Large-scale government bailouts of institutions like insurer American International Group have generated widespread controversy following last year’s global financial meltdown.
Fisher suggested the only way of ensuring that such financial giants to not pose recurrent problems is by making them smaller.
“This means finding ways not to live with ‘em and getting on with developing the least disruptive way to have them divest those parts of the ‘franchise,’ such as proprietary trading, that place the deposit and lending function at risk and otherwise present conflicts of interest,” Fisher said in prepared remarks to the Cato Institute, a libertarian think tank low fee cash advance.

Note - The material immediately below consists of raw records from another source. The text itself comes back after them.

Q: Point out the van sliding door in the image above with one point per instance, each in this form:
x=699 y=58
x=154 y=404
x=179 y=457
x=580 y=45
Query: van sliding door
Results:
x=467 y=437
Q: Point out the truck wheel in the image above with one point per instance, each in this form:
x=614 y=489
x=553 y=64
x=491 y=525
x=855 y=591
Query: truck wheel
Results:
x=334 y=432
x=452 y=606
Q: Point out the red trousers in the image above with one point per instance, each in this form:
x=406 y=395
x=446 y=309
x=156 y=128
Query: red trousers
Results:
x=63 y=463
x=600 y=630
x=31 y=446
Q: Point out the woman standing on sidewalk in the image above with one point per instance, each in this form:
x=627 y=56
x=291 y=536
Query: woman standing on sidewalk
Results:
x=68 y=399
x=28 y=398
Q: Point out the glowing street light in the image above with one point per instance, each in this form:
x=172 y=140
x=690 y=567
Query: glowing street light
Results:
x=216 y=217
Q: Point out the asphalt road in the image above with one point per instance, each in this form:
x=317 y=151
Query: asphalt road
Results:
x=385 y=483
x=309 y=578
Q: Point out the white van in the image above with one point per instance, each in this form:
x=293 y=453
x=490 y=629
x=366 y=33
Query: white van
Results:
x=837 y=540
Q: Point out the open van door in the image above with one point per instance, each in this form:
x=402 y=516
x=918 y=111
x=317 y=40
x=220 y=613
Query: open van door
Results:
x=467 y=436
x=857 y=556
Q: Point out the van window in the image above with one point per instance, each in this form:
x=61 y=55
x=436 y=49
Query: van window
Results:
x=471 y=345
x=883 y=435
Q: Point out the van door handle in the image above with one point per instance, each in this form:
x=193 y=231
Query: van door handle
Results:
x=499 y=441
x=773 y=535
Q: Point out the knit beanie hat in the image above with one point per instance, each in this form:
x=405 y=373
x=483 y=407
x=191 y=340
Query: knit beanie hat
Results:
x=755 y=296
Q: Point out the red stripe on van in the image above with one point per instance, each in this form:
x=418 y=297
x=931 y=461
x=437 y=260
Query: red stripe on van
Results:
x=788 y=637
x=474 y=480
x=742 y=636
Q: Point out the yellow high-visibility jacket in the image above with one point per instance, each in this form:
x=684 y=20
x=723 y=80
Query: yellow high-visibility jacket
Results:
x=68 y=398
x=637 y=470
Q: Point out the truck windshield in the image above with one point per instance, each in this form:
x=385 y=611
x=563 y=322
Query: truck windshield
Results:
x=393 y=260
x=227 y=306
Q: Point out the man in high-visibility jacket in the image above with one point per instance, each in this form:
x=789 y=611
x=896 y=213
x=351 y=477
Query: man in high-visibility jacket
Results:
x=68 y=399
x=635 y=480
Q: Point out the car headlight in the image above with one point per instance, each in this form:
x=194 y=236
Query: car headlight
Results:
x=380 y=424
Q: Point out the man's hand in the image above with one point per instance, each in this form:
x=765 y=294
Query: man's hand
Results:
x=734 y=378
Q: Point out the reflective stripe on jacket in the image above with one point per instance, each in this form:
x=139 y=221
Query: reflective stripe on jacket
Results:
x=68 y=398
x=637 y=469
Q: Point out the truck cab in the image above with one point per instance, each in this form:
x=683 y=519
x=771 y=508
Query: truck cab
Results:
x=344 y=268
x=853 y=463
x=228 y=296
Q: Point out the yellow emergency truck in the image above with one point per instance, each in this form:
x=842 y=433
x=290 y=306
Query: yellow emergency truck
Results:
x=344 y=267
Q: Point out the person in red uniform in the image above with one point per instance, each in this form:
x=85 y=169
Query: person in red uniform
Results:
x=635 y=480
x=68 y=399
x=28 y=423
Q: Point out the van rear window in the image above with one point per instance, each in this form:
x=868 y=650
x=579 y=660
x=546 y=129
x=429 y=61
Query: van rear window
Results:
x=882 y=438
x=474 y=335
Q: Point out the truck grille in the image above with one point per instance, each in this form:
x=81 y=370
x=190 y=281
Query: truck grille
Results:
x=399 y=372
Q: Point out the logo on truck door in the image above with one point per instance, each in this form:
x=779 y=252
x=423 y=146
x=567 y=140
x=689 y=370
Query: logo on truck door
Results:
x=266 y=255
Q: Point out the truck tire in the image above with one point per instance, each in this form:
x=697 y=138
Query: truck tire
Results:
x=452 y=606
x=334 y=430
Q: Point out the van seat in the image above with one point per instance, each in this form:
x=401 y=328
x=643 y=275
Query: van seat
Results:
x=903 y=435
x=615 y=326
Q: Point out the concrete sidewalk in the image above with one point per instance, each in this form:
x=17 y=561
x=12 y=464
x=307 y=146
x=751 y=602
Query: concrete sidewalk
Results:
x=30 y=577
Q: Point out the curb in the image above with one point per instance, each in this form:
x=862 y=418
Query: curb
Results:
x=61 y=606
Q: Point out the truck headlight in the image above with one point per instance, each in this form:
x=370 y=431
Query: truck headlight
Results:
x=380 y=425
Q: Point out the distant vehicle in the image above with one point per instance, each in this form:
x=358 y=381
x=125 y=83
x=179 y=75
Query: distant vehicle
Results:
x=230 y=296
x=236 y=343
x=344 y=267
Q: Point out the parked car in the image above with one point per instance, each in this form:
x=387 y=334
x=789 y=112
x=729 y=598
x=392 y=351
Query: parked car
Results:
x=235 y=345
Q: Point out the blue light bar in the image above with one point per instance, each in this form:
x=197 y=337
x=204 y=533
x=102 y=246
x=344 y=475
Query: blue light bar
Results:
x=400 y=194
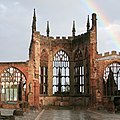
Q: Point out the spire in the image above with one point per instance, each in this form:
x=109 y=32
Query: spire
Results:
x=73 y=30
x=48 y=29
x=94 y=19
x=88 y=24
x=34 y=22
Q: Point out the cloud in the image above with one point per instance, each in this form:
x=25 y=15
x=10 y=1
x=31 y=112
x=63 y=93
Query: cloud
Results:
x=109 y=38
x=3 y=8
x=16 y=3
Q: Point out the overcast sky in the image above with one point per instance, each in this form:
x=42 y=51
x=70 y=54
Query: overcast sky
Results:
x=16 y=20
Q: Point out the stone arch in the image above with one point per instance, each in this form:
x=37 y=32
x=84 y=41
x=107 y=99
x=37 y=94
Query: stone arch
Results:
x=67 y=53
x=79 y=77
x=61 y=77
x=13 y=83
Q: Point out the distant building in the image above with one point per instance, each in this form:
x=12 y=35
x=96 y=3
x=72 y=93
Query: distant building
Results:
x=61 y=71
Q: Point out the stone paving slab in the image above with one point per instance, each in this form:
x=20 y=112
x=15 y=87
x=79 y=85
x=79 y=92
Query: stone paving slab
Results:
x=31 y=115
x=77 y=115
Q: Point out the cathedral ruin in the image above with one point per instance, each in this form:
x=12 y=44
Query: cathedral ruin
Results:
x=61 y=72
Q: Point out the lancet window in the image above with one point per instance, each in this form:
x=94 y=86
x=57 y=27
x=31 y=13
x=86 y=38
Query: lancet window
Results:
x=79 y=82
x=111 y=80
x=13 y=85
x=61 y=80
x=43 y=73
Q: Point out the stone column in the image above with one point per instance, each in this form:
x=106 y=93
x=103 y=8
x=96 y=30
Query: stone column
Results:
x=50 y=74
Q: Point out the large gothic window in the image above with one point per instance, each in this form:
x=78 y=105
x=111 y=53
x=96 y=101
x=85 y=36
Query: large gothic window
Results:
x=111 y=80
x=13 y=84
x=43 y=73
x=61 y=80
x=79 y=82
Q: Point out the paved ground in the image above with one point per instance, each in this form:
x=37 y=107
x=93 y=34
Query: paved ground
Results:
x=63 y=115
x=76 y=115
x=31 y=115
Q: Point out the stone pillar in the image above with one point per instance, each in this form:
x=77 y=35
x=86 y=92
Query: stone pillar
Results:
x=50 y=74
x=36 y=93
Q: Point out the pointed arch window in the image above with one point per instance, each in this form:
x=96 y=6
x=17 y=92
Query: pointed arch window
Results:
x=111 y=80
x=13 y=85
x=79 y=82
x=43 y=73
x=61 y=80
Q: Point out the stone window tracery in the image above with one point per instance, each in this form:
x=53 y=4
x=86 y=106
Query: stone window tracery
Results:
x=79 y=82
x=61 y=80
x=43 y=73
x=13 y=84
x=111 y=80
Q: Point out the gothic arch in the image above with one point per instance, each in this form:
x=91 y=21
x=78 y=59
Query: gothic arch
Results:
x=61 y=79
x=67 y=53
x=13 y=84
x=79 y=71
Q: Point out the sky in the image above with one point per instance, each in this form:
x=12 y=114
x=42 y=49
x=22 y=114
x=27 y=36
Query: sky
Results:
x=16 y=21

It was one of the strongest calls to date from a sitting Fed official for an actual breaking up of large financial institutions.
Fisher also said the too-big-to-fail problem hinders the effectiveness of monetary policy, perverting incentives and contributing to financial volatility.
Even as the central bank cut interest rates sharply to deal with the crisis, the borrowing costs for banks and consumers actually climbed.
“Those banks with the greatest toxic asset losses were the quickest to freeze or reduce their lending activity,” Fisher said. “Their borrowers faced higher interest rates and restricted access to funding.”